Authors: Tadashi Kozuno, Yunhao Tang, Mark Rowland, Remi Munos, Steven Kapturowski, Will Dabney, Michal Valko, David Abel

ICML 2021 | Conference PDF | Archive PDF | Plain Text | LLM Run Details

Reproducibility Variable Result LLM Response
Research Type Experimental Motivated by the empirical results and the lack of theory, we carry out theoretical analyses of Peng s Q(λ), a representative example of non-conservative algorithms. We prove that it also converges to an optimal policy provided that the behavior policy slowly tracks a greedy policy in a way similar to conservative policy iteration. Such a result has been conjectured to be true but has not been proven. We also experiment with Peng s Q(λ) in complex continuous control tasks, confirming that Peng s Q(λ) often outperforms conservative algorithms despite its simplicity. These results indicate that Peng s Q(λ), which was thought to be unsafe, is a theoretically-sound and practically effective algorithm.
Researcher Affiliation Collaboration 1Independent Researcher, Okayama, Japan (Now at the University of Alberta) 2Columbia University, NY, USA 3Deep Mind, London, UK 4Deep Mind, Paris, France.
Pseudocode No The paper describes algorithms using mathematical notation and text but does not include any structured pseudocode or algorithm blocks.
Open Source Code No The paper does not provide any statement about releasing source code or a link to a code repository for the methodology described.
Open Datasets No The paper refers to using environments like "Deep Mind (DM) control suite (Tassa et al., 2020) and an open sourced simulator Bullet physics (Coumans & Bai, 2016 2019)" for generating data, but it does not use or provide access information for a pre-collected, publicly available dataset in the traditional sense.
Dataset Splits No The paper describes training and evaluation in reinforcement learning environments but does not provide specific percentages or counts for training/validation/test dataset splits, as is common in supervised learning.
Hardware Specification No The acknowledgements mention a "cluster" maintained by OIST's Scientific Computation and Data Analysis section and "computational support from Google Cloud Platform," but no specific hardware models (e.g., GPU/CPU models, memory details) are provided for the experiments.

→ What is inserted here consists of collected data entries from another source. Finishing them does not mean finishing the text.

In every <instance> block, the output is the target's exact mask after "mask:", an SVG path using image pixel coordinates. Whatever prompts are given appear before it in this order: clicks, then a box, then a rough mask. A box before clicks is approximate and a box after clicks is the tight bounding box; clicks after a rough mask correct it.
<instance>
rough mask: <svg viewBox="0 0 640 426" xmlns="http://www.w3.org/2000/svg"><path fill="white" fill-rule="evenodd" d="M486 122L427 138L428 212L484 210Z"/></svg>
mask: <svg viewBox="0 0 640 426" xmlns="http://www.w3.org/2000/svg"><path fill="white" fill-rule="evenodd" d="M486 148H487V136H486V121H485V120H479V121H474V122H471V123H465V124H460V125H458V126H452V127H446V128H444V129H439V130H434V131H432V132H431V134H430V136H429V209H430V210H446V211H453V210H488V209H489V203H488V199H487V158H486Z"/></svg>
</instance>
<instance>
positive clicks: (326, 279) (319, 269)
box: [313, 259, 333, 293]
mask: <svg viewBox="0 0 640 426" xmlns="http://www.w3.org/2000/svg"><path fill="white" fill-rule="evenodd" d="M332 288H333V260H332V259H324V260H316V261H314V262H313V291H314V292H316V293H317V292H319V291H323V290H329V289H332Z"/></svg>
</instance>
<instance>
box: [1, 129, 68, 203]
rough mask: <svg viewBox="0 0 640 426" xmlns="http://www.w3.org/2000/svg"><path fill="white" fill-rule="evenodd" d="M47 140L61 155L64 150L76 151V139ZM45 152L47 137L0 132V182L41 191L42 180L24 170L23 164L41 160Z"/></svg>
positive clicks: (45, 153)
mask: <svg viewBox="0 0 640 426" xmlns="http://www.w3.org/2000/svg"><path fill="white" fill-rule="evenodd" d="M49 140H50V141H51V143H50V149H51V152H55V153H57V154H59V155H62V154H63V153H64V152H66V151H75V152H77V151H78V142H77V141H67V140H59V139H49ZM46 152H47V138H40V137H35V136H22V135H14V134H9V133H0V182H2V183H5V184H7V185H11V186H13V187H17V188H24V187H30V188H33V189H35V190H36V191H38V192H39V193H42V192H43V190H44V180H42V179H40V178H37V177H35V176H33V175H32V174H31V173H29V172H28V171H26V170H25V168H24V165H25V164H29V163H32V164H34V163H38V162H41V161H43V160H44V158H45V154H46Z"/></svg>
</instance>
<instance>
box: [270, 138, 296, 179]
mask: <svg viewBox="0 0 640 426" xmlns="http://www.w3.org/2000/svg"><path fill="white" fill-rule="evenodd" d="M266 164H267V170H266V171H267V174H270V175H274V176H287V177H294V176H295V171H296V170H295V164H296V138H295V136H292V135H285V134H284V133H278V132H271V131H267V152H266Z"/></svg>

Software Dependencies No The paper mentions using "TD3 (Fujimoto et al., 2018)" as a base algorithm and refers to "Py Bullet" but does not specify version numbers for any software dependencies, libraries, or frameworks used in their implementation.
Experiment Setup Yes For the deep RL experiments, the paper states in Section 6.1 "See further details in Appendix J." and in Section 7.2 "All algorithms are trained with a fixed number of steps and results are averaged across 5 random seeds." Appendix J contains specific hyperparameters such as "hyperparameters are kept identical to those in Fujimoto et al. (2018) for the DDPG, TD3, and SAC agents" and mentions specific optimizer details like "We used Adam optimizer... learning rate 3e-4" and network architecture.